One last feature that annoyed me: BlogBooker places static pages within the regular blog chronology. But I feel that static pages should not be included in the regular blog chronology. I chose to edit the dates of each page so that they would not be included in the date ranges which I used to generate the blog book.

Even though BlogBooker is not perfect, it does produce reasonably good output with some customization allowed. It uses LaTeX as its underlying publishing platform, which means the typesetting is attractive. It does offer a number of options: specified date ranges; 5 page sizes, including U.S. letter, A4, 6×9″, 7.5×9.25″, and B4; 6 type faces; and 4 font sizes (9, 10, 11, and 12 pt.). You can choose whether or not to include comments or post author. It will automatically generate a table of contents and number the pages. Layout options include two columns, and starting each entry on a new page.

Best of all, the service is free.
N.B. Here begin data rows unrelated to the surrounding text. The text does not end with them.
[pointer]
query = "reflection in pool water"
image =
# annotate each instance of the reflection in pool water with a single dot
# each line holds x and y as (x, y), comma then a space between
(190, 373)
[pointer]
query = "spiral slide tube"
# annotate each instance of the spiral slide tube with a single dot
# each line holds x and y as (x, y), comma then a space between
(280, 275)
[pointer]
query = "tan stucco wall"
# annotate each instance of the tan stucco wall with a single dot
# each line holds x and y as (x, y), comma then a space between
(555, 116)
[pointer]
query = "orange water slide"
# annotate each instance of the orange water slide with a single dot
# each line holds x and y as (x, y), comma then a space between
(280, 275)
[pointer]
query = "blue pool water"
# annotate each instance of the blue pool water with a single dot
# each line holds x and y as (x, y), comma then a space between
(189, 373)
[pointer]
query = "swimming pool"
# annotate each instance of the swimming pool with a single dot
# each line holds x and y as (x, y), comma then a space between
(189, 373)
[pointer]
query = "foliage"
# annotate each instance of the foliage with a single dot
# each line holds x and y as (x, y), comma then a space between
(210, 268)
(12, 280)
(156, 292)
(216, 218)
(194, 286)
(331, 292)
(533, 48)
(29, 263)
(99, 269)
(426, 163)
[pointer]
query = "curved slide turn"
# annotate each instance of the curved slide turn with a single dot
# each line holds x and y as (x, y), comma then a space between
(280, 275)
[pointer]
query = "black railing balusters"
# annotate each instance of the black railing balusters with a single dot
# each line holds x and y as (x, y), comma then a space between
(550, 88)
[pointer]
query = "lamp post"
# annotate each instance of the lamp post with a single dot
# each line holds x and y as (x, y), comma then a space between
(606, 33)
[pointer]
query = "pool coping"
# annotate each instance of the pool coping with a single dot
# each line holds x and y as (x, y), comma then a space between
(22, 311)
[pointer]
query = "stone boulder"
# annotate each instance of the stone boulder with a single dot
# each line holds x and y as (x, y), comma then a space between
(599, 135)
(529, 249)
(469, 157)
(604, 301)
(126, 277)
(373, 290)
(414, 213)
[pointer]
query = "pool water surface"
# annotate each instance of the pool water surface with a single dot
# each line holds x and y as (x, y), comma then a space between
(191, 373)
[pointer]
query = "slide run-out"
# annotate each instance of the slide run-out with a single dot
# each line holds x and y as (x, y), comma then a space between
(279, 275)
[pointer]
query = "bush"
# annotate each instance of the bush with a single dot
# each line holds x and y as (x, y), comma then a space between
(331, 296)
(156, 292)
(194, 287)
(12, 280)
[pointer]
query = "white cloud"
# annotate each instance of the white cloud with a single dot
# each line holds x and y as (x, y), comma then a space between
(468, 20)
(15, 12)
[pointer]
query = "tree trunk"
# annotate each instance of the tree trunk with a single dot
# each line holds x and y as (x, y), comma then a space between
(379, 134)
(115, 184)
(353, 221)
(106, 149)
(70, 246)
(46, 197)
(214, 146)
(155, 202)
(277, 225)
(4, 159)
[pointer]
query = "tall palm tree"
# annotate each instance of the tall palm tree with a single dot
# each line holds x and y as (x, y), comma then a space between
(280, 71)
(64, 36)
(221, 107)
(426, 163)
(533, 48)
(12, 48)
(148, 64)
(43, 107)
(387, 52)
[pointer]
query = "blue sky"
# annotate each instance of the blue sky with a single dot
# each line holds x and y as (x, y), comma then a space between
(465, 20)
You can give them a donation if you want, but it is not required.

Because BlogBooker provides a PDF file as output, it is easy to create a printed book using one of the online print-on-demand Web sites. As proof of concept, I used LuLu.com to generate a printed book in trade paperback (6×9″) size. I added my own title page, and generally spruced up the PDF generated by BlogBooker; this, and fiddling with the time-consuming LuLu.com service, took up quite a bit of time. I have not yet received the printed copy, but LuLu.com has always produced excellent printed materials from PDF files.

As for ebooks: The PDF file generated by BlogBooker can serve as a perfectly adequate ebook. You can also use LuLu.com or other online print-on-demand services to generate an ePub file from the PDF.

In summary, BlogBooker can generate a reasonably good PDF book from a blog. If you’re satisfied with their somewhat quirky formatting choices, you can easily generate a print book or ebook from your blog.